Cuando un autista toma la decisión de solicitar un suicidio asistido, ¿no será, justamente, aquello que la sociedad capacitista espera? Si la sociedad actual descarta a muchos discapacitados haciendo indignas sus condiciones de vida, ¿no se estaría haciendo un juego a una eugenesia disfrazada de libertad?
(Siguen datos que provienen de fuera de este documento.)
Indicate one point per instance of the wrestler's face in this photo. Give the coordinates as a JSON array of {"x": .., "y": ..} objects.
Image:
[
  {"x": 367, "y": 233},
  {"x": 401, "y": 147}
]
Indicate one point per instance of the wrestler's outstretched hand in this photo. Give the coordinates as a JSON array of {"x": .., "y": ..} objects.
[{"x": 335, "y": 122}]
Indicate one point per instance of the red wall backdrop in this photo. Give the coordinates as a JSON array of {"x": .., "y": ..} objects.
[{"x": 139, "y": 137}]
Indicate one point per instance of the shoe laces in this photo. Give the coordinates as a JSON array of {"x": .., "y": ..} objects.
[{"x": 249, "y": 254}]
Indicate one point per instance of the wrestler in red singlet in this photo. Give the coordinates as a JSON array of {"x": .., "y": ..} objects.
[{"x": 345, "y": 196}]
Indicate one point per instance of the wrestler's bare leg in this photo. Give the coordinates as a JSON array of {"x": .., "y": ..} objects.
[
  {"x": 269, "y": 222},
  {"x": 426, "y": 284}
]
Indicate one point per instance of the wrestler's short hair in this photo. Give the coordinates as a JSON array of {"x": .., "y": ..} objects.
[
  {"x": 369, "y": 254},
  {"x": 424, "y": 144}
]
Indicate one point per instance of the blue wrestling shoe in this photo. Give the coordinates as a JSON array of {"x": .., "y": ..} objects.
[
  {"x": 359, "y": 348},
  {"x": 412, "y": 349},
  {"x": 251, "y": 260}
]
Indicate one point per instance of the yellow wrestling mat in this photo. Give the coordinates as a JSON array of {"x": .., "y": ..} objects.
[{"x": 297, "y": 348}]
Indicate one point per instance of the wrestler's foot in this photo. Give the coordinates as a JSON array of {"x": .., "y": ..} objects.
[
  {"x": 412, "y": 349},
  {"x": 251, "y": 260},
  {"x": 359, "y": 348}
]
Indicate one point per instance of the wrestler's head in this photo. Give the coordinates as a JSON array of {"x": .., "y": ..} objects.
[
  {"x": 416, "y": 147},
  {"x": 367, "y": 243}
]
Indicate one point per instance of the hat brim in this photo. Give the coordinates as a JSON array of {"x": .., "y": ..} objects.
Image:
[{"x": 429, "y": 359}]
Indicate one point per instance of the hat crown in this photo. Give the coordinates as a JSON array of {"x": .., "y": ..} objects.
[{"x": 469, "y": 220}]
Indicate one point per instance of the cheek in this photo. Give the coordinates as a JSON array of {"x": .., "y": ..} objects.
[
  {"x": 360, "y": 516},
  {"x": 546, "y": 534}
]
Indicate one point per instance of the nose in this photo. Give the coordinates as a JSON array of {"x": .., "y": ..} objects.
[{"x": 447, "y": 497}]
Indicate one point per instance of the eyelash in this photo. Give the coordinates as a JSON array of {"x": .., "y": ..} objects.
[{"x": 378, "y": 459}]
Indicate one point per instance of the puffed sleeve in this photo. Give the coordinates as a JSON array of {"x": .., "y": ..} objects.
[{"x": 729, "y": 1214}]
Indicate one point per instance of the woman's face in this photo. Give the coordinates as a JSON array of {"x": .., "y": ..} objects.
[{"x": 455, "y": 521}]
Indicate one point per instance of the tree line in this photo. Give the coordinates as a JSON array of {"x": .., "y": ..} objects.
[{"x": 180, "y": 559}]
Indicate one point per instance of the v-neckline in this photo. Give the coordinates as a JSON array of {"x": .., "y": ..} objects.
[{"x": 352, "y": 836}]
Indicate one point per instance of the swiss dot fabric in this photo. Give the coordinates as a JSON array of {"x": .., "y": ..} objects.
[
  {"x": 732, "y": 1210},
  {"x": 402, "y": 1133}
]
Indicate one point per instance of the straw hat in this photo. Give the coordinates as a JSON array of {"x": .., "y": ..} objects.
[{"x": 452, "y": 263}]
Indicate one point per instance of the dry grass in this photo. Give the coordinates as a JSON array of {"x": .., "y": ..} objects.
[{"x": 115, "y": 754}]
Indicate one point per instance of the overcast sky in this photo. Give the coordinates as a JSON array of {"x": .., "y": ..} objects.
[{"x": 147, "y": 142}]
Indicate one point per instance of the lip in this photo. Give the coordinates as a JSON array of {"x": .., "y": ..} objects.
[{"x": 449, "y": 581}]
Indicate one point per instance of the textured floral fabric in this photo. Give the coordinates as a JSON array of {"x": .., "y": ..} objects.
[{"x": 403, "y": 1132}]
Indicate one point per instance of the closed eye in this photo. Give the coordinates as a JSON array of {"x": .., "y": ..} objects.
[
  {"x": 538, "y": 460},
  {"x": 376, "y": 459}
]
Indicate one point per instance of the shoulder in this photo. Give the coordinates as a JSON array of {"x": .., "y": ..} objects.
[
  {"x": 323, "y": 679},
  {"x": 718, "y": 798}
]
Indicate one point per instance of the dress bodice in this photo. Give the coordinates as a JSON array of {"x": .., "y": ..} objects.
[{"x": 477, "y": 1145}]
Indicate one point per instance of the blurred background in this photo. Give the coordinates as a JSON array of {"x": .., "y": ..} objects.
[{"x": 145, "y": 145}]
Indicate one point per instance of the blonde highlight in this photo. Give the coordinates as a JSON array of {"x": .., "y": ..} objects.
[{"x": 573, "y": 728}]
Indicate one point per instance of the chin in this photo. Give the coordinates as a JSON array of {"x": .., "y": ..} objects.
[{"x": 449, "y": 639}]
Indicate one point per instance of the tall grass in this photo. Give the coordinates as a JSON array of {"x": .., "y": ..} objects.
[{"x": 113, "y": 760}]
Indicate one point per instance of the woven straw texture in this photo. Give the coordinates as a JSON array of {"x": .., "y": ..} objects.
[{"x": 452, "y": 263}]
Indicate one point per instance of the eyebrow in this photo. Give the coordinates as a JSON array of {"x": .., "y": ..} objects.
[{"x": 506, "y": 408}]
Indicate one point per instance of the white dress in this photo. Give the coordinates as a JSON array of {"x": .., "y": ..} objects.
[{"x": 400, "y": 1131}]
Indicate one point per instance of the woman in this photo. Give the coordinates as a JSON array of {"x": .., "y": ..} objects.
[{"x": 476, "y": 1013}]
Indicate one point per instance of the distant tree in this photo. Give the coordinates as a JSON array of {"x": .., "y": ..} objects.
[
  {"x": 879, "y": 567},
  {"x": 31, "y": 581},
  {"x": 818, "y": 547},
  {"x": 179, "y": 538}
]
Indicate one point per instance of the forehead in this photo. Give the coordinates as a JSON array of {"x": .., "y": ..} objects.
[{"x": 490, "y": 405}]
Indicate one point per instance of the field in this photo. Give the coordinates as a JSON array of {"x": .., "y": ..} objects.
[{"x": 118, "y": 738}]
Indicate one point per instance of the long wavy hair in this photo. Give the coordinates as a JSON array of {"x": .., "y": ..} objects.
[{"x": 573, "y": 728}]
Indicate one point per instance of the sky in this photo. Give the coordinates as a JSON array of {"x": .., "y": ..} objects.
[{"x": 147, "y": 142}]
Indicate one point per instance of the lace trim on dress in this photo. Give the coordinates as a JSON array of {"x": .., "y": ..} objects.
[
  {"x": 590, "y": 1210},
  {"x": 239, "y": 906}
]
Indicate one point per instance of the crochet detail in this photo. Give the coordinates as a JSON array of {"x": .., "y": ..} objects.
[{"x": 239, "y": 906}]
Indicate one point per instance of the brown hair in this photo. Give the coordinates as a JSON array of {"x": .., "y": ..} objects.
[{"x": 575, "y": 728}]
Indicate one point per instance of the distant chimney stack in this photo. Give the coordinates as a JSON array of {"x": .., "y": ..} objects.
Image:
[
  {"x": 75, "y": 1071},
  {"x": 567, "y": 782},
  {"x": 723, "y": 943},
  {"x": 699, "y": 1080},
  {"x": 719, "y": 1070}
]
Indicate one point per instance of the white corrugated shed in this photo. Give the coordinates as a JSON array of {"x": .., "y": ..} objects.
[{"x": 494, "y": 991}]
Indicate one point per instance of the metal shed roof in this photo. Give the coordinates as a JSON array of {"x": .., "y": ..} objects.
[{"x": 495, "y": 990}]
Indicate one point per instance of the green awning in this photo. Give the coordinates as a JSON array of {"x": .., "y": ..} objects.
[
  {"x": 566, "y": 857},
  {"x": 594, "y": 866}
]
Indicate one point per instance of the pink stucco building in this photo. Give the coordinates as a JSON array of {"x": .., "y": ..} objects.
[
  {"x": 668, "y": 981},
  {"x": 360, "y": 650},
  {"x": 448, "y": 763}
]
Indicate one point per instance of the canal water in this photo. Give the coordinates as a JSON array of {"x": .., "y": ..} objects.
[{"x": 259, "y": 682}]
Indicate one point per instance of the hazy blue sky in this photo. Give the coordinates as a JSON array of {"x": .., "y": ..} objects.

Cabe preguntarse ante cada solicitud que implique el término de la vida si la sociedad y sus instituciones hicieron todo lo necesario para restituir la conciencia de una dignidad moral, para garantizar el acceso a un bienestar cotidiano donde la dignidad vital prevalezca, ofreciendo un significado digno a la existencia. ¿Es una decisión realmente autónoma y libre la tomada desde el descarte moral y social?
Cuando alguien, con todas las dimensiones que implican la dignidad de la vida garantizadas y satisfechas, decide ponerle término, abre ante nosotros la insondable realidad de la propia conciencia. En otras situaciones, cada suicidio comporta una suma de fracasos colectivos cuando no de indolencia y complicidades. La vida autista merece una dignidad autista.